Je l’ai entendu depuis l’autre pièce. »

Qu’ai-je crié, que lui ai-je dévoilé, pensa-t-elle en frémissant, que sait-il maintenant ? Elle osait à peine relever la tête pour le regarder. Mais il la contemplait toujours d’un air grave, avec un calme singulier.

« Mais qu’as-tu, Irène ? Il t’arrive quelque chose. Tu es complètement transformée depuis quelques jours, on dirait que tu as la fièvre ; tu es nerveuse, désorientée, et tu appelles au secours dans ton sommeil… »

Elle s’efforça encore de sourire. « Non », insista-t-il. « Tu ne dois rien me cacher. As-tu des soucis, est-ce que quelque chose te tourmente ? Tout le monde dans la maison a déjà remarqué à quel point tu es transformée. Il faut que tu aies confiance en moi, Irène. »

Il s’approcha d’elle doucement, elle sentit sur son bras nu le contact de ses doigts qui la caressaient, et il avait une étrange lueur dans les yeux.

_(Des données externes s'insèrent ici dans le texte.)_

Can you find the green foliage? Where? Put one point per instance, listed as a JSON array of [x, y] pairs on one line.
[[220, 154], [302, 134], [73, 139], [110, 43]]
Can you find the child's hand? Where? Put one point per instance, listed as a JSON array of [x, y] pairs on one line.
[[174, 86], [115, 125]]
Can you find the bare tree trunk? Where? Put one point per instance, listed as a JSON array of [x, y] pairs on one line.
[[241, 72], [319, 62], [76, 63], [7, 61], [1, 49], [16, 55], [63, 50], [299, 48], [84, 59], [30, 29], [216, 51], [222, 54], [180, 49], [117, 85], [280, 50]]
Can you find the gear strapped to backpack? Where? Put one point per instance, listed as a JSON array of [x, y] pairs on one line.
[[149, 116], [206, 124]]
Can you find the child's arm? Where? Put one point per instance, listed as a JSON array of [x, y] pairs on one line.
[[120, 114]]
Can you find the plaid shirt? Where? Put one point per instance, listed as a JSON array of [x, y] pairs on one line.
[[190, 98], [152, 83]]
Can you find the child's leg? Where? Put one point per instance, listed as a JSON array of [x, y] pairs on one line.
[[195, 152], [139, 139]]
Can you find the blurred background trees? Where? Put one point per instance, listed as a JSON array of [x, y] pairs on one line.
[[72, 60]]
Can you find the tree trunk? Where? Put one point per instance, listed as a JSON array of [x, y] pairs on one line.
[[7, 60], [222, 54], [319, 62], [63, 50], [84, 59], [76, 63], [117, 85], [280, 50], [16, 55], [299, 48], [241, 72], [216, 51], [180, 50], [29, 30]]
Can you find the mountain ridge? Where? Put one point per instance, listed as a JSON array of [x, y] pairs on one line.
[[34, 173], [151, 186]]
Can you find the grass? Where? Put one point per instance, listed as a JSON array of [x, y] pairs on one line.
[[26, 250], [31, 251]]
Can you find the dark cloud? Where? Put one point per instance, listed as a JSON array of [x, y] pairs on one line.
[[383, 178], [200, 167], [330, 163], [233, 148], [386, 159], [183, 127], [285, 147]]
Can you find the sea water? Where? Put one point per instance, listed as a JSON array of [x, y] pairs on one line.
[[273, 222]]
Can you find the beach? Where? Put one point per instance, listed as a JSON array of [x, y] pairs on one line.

Un désir l’envahit de se jeter maintenant contre ce corps vigoureux, de se cramponner, de tout avouer et de ne pas le laisser partir avant qu’il n’eût pardonné, maintenant, en cet instant où il l’avait vue souffrir.

Mais le lustre faisait une lumière blafarde, éclairant son visage, et elle eut honte. Elle avait peur des mots.

« Ne t’inquiète pas, Fritz », dit-elle en essayant de sourire, tandis que son corps frissonnait jusqu’au bout de ses pieds nus. « Je suis juste un peu nerveuse. Cela va bientôt passer. »

La main qui l’enlaçait déjà se retira brusquement. Elle frémit alors en le voyant, livide sous cette lumière froide, et le front surmonté par les ombres pesantes de sinistres pensées. Lentement il se redressa.

« Je ne sais pas, mais j’ai eu l’impression tous ces jours-ci que tu avais quelque chose à me dire. Une chose qui ne regarde que toi et moi. Nous sommes seuls à présent, Irène. »

Elle restait là étendue, sans bouger, comme hypnotisée par ce regard grave et voilé. Dire que tout pourrait s’arranger maintenant, pensait-elle ; il lui suffisait de prononcer un mot, juste un mot : pardon, et il ne lui demanderait pas de quoi. Mais pourquoi la lumière brûlait-elle, si forte, insistante, indiscrète ? Elle aurait réussi à parler dans l’obscurité, elle le sentait. Mais cette lumière brisait ses forces.

« Alors tu n’as vraiment rien à me dire, rien du tout ? »

Quelle terrible tentation, et que sa voix était douce ! Elle ne l’avait jamais entendu parler ainsi. Mais cette lumière, ce lustre, cette lumière jaune, envahissante !

Elle fit un effort sur elle-même : « Que vas-tu imaginer ? » fit-elle en riant, effrayée d’entendre combien sa propre voix sonnait faux. « Parce que je ne dors pas bien, j’aurais des secrets. Et pourquoi pas une aventure ! »

Elle frémissait intérieurement, tant ses paroles sentaient le mensonge et la dissimulation ; elle se faisait horreur au plus profond d’elle-même, et ne put s’empêcher de détourner les yeux.

« Alors, dors bien. » Il dit cela vite, très cinglant. D’une tout autre voix, comme une menace ou une moquerie méchante et redoutable.

Puis il éteignit la lumière. Elle vit son ombre blanche disparaître vers la porte, sans bruit, pâle, un fantôme de la nuit, et quand la porte retomba, elle eut l’impression qu’un cercueil se fermait. Le monde entier lui paraissait mort et vide ; dans son corps raidi, seul son cœur cognait à tout rompre contre sa poitrine, et chaque battement lui faisait mal. Mal.

 

Le lendemain, alors qu’ils étaient tous à table pour le déjeuner – les enfants venaient de se disputer et on avait eu beaucoup de peine à les calmer –, la femme de chambre apporta une lettre. C’était pour Madame, on attendait la réponse. Étonnée, Irène vit une écriture inconnue, décacheta l’enveloppe à la hâte, et devint toute pâle dès la première ligne. Elle se leva d’un bond, et fut encore plus effrayée quand elle se rendit compte, en voyant l’étonnement de tout le monde, que sa réaction impulsive et irréfléchie la trahissait.

La lettre était brève. Trois lignes : « Remettez s’il vous plaît immédiatement cent couronnes au porteur de ceci. » Ni signature ni date, une écriture de toute évidence déguisée, rien que cet ordre horriblement impérieux. Irène courut dans sa chambre pour aller chercher l’argent, mais elle avait égaré la clef de son coffret ; elle ouvrit tous ses tiroirs, avec une nervosité fébrile, jusqu’à ce qu’elle l’eût enfin trouvée.